PCR-amplified metagenomes are quantitative but include a significant amount of duplicated reads
A. Comparison of depth of coverage between unamplified (TruSeq, x-axis) and PCR-amplified (Nextera XT or Accel-NGS 1S Plus, y-axis) libraries. The average depth of coverage was computed for each contig as the average read depth normalized by the total size of the library. The 1:1 equivalence is indicated with a black line, while a linear best fit is shown in blue. For clarity, only 1,000 contigs randomly selected from each sample are plotted. Contigs with no reads mapped in the PCR-amplified library were not included. To be able to directly compare the two plots, only samples for which both a Nextera XT and 1S Plus libraries were available are included (Table S1). The subpanels show the correlation coefficient (Pearson and Spearman) of a sample-by-sample correlation between depth of coverage in unamplified and PCR-amplified libraries, either for all contigs or only for contigs ≥ 10kb with a depth of coverage ≥ 10x. B. Percentage of duplicated reads (y-axis) as a function of the number of PCR cycles performed during library creation (x-axis). Underlying data are availabe in Table S1.

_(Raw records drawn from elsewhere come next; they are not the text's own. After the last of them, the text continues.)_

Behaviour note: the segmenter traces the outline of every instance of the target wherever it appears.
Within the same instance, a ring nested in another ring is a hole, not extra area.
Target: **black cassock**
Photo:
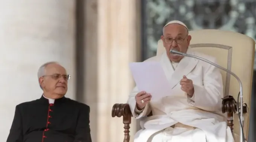
[[[42,96],[16,106],[7,142],[91,142],[89,113],[86,104]]]

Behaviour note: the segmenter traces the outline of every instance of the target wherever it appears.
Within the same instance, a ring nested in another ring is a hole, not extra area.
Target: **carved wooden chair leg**
[[[130,124],[131,122],[132,116],[130,107],[128,104],[116,104],[112,110],[112,116],[120,117],[123,116],[123,123],[125,125],[125,138],[123,142],[129,142],[130,140]]]

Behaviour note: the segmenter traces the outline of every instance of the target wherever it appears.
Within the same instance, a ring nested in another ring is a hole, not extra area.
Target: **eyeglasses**
[[[164,41],[165,41],[165,42],[167,44],[171,44],[172,43],[173,41],[175,41],[177,44],[180,44],[183,43],[187,36],[187,35],[184,38],[181,37],[179,37],[174,39],[171,38],[164,38],[163,40]]]
[[[57,80],[60,78],[61,77],[63,77],[63,78],[64,79],[65,79],[66,80],[68,80],[70,79],[70,77],[71,76],[69,74],[54,74],[53,75],[49,75],[49,76],[42,76],[42,77],[44,77],[46,76],[50,76],[52,77],[52,78],[53,79],[55,79],[55,80]]]

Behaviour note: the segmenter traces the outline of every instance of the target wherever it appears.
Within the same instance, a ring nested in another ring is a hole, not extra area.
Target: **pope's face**
[[[53,63],[47,66],[45,71],[45,76],[40,79],[44,91],[53,94],[55,98],[64,96],[67,91],[69,79],[66,70],[59,65]]]
[[[173,49],[186,53],[191,39],[191,36],[188,35],[188,33],[187,29],[178,24],[171,24],[165,28],[161,39],[167,55],[172,61],[179,62],[184,57],[173,55],[169,51],[171,49]]]

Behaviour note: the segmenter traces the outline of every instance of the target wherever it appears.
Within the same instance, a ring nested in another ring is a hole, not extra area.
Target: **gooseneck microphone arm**
[[[191,54],[187,54],[186,53],[184,53],[182,52],[181,52],[175,50],[173,50],[172,49],[171,49],[170,50],[170,53],[171,53],[172,54],[176,54],[176,55],[181,55],[181,56],[187,56],[187,57],[191,57],[192,58],[196,58],[198,60],[202,60],[203,61],[205,62],[207,62],[209,63],[210,63],[210,64],[212,65],[213,66],[216,66],[218,68],[219,68],[227,73],[230,73],[230,74],[232,74],[232,76],[233,76],[236,79],[237,81],[239,83],[239,85],[240,86],[240,117],[239,117],[239,121],[240,121],[240,142],[244,142],[244,129],[243,129],[243,125],[244,125],[244,117],[243,116],[243,89],[242,89],[242,82],[241,82],[241,80],[240,80],[240,79],[238,77],[236,74],[234,74],[233,72],[232,72],[231,71],[227,69],[224,68],[222,67],[222,66],[221,66],[213,62],[212,62],[211,61],[210,61],[209,60],[206,60],[205,59],[201,58],[201,57],[199,57],[198,56],[197,56],[195,55],[191,55]],[[238,94],[239,95],[239,94]],[[238,111],[238,112],[239,112],[239,107],[238,105],[237,106],[237,110]]]

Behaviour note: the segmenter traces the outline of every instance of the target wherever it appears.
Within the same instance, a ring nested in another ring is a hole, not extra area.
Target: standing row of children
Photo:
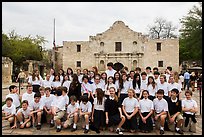
[[[96,74],[93,80],[87,75],[82,77],[81,84],[77,83],[81,87],[81,95],[77,93],[78,90],[74,90],[71,96],[67,94],[71,91],[73,81],[75,82],[74,74],[68,87],[59,85],[53,88],[52,84],[51,88],[45,86],[45,95],[43,88],[31,85],[33,84],[31,81],[27,86],[27,92],[22,96],[20,109],[17,87],[11,86],[6,104],[2,107],[2,114],[6,114],[4,118],[9,119],[12,128],[15,128],[16,121],[19,121],[20,128],[29,127],[31,124],[35,126],[37,123],[37,129],[41,128],[43,114],[46,114],[50,117],[50,126],[56,125],[57,132],[61,131],[62,126],[67,128],[72,124],[71,131],[77,130],[79,119],[84,123],[84,133],[89,132],[89,124],[92,124],[97,133],[100,133],[101,127],[105,125],[110,131],[113,131],[113,125],[117,125],[118,134],[123,134],[122,127],[130,132],[135,132],[138,128],[142,132],[150,132],[153,129],[152,122],[159,121],[160,134],[164,134],[164,123],[168,118],[169,123],[177,123],[176,132],[183,134],[181,130],[183,117],[186,117],[185,127],[189,124],[189,118],[196,123],[197,103],[191,99],[191,91],[185,92],[186,99],[181,103],[179,96],[181,86],[175,82],[175,75],[170,75],[171,73],[160,75],[155,71],[151,76],[148,71],[142,73],[130,71],[128,77],[125,71],[116,72],[112,68],[113,64],[109,63],[107,66],[108,70],[101,75]],[[149,67],[146,70],[149,70]],[[165,82],[166,76],[169,83]],[[40,92],[32,92],[38,90]],[[10,102],[10,105],[7,102]],[[6,111],[13,105],[18,111],[16,113],[12,111],[8,115]],[[63,117],[66,117],[65,122]]]

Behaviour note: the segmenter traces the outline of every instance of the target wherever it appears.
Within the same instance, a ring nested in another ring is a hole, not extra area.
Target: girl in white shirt
[[[104,91],[101,88],[96,89],[96,94],[97,97],[94,98],[91,120],[96,128],[96,133],[100,133],[99,128],[105,126],[104,104],[106,98],[104,96]]]
[[[56,75],[52,84],[51,84],[51,87],[52,87],[52,92],[51,94],[54,94],[55,93],[55,90],[57,89],[57,87],[60,87],[61,86],[61,82],[60,82],[60,76],[59,75]]]
[[[157,84],[155,83],[153,76],[148,77],[147,91],[149,92],[148,98],[153,101],[157,92]]]
[[[139,102],[134,96],[135,91],[133,89],[129,89],[128,97],[125,98],[122,103],[122,110],[126,117],[124,127],[130,130],[131,133],[135,132],[135,130],[137,129],[136,114],[139,107]]]
[[[140,74],[139,73],[135,73],[133,81],[132,81],[132,87],[135,90],[137,98],[140,99],[142,97],[142,94],[141,94],[141,90],[140,90],[141,79],[140,79]]]
[[[109,95],[110,95],[110,92],[109,92],[109,88],[110,87],[114,87],[116,89],[116,86],[115,84],[113,83],[114,81],[114,78],[112,76],[109,76],[108,77],[108,82],[107,84],[105,85],[105,97],[108,98]]]
[[[32,77],[29,78],[28,83],[32,84],[33,92],[39,92],[40,86],[42,86],[43,79],[38,70],[33,71]]]
[[[114,74],[114,84],[116,86],[116,95],[118,96],[120,90],[120,83],[122,83],[122,78],[119,72],[115,72]]]
[[[122,84],[120,85],[120,94],[119,94],[119,104],[121,105],[123,100],[128,97],[128,90],[132,89],[132,83],[127,80],[127,75],[122,74]]]
[[[153,114],[154,105],[153,101],[148,99],[149,92],[147,90],[143,90],[142,95],[144,98],[139,101],[139,128],[143,133],[146,133],[153,130],[151,115]]]

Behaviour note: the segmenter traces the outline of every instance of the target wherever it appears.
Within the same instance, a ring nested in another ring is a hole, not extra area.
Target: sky
[[[45,37],[46,49],[55,43],[88,41],[123,21],[130,29],[148,34],[148,26],[162,17],[181,28],[180,19],[197,2],[2,2],[2,30],[15,30],[21,36]]]

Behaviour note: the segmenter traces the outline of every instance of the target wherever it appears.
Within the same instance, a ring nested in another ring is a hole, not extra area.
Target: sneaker
[[[164,130],[160,130],[160,135],[163,135],[164,134]]]
[[[62,128],[57,128],[56,132],[60,132],[62,130]]]
[[[182,130],[176,130],[176,133],[182,134],[183,135],[183,131]]]
[[[37,130],[40,130],[41,129],[41,125],[37,125]]]
[[[120,129],[116,129],[116,133],[117,133],[118,135],[123,135],[123,132],[122,132]]]
[[[71,132],[74,132],[74,131],[76,131],[77,130],[77,127],[76,128],[72,128],[71,129]]]
[[[88,133],[88,132],[89,132],[89,130],[88,130],[88,129],[85,129],[85,130],[84,130],[84,133]]]
[[[50,123],[50,127],[54,127],[55,126],[55,124],[54,123]]]

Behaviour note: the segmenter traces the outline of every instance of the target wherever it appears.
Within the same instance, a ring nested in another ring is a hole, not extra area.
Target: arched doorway
[[[116,71],[120,71],[122,68],[124,67],[124,65],[120,62],[117,62],[113,65],[113,68],[116,70]]]

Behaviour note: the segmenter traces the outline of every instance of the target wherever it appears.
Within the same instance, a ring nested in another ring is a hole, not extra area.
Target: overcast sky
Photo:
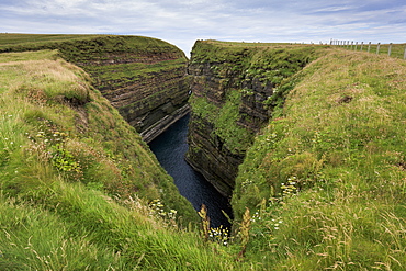
[[[406,43],[406,0],[0,0],[0,33]]]

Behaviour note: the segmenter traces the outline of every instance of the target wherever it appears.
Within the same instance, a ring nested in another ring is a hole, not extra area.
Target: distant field
[[[66,42],[93,38],[100,35],[63,35],[63,34],[0,34],[0,49],[19,45],[45,45],[49,42]]]

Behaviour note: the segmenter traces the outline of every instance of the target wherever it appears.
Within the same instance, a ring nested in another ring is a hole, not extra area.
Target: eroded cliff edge
[[[188,162],[230,196],[255,136],[281,112],[289,80],[316,56],[314,47],[198,41],[188,74],[192,114]]]
[[[169,43],[142,36],[99,36],[58,48],[91,75],[94,87],[147,143],[189,112],[188,59]]]

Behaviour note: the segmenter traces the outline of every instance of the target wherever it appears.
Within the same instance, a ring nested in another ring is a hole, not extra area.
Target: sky
[[[406,43],[405,0],[0,0],[0,33],[196,39]]]

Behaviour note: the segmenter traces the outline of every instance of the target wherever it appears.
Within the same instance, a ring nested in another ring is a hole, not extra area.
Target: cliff
[[[224,195],[255,135],[278,115],[286,78],[315,58],[312,47],[198,41],[188,74],[192,115],[187,159]]]
[[[0,52],[58,49],[66,60],[92,77],[93,86],[146,142],[188,113],[188,59],[163,41],[143,36],[12,34],[5,34],[4,39],[9,43],[0,43]]]

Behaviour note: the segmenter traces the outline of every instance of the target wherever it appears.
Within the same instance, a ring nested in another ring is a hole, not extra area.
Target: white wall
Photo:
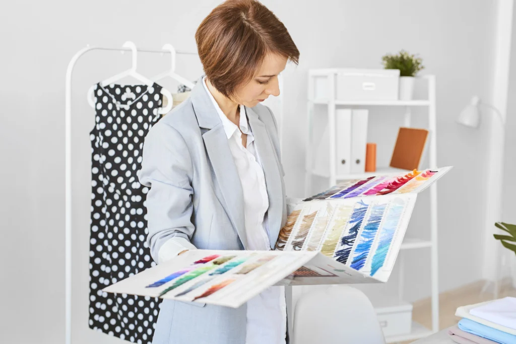
[[[4,181],[0,273],[7,276],[0,287],[0,343],[54,344],[64,340],[64,81],[70,59],[87,43],[118,46],[128,39],[147,48],[171,43],[178,50],[195,51],[195,30],[218,2],[198,1],[194,9],[192,3],[182,1],[11,2],[8,10],[0,13]],[[402,48],[420,53],[425,72],[437,75],[439,165],[456,166],[439,184],[440,287],[444,290],[479,279],[485,190],[481,185],[468,187],[485,175],[481,162],[486,157],[482,134],[487,132],[459,127],[454,120],[472,95],[485,99],[489,94],[493,4],[481,0],[264,3],[284,22],[301,53],[299,66],[285,73],[288,129],[283,161],[289,195],[303,195],[307,70],[377,68],[386,52]],[[186,65],[187,59],[178,60],[178,68]],[[87,329],[88,134],[93,117],[85,95],[90,85],[129,63],[127,55],[94,53],[79,62],[74,79],[75,343],[118,341]],[[149,75],[167,65],[168,59],[159,57],[142,56],[140,61],[141,72]],[[190,75],[186,76],[196,77],[195,63],[189,65],[193,67],[185,73]],[[396,121],[388,119],[391,114]],[[414,117],[415,126],[426,125]],[[372,112],[370,122],[374,126],[369,139],[379,144],[378,163],[385,165],[401,116],[377,110]],[[427,198],[418,201],[411,235],[428,233]],[[427,296],[429,252],[406,254],[410,263],[406,298]]]
[[[515,11],[516,12],[516,11]],[[516,13],[514,13],[516,14]],[[516,171],[516,25],[513,23],[512,44],[511,45],[511,68],[509,73],[509,94],[507,97],[507,117],[505,123],[505,147],[504,160],[504,192],[502,198],[502,221],[509,223],[516,224],[516,211],[514,211],[516,196],[516,178],[514,178],[514,171]],[[496,114],[492,112],[483,114],[483,119],[486,117],[495,117]],[[486,120],[487,119],[486,119]],[[493,118],[493,122],[497,124],[498,119]],[[516,260],[514,254],[503,247],[500,248],[501,251],[506,254],[506,256],[513,260]],[[502,275],[507,275],[509,272],[508,264],[506,269],[501,271]],[[516,276],[515,276],[516,277]]]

Insert size and GC content distribution for all vs high-depth regions
A & B. Distribution of insert size for all regions (green) or only regions with high depth of coverage (orange) across PCR-amplified libraries. In panel A, all insert sizes were centered around 500bp to enable a more direct comparison between libraries. Panel B shows the same data without this transformation (i.e. raw insert size). C & D. Distribution of GC % for all regions (green) or only regions with high depth of coverage (orange). For panel C, each library GC% was centered around 50%, while panel D shows the same data without this transformation.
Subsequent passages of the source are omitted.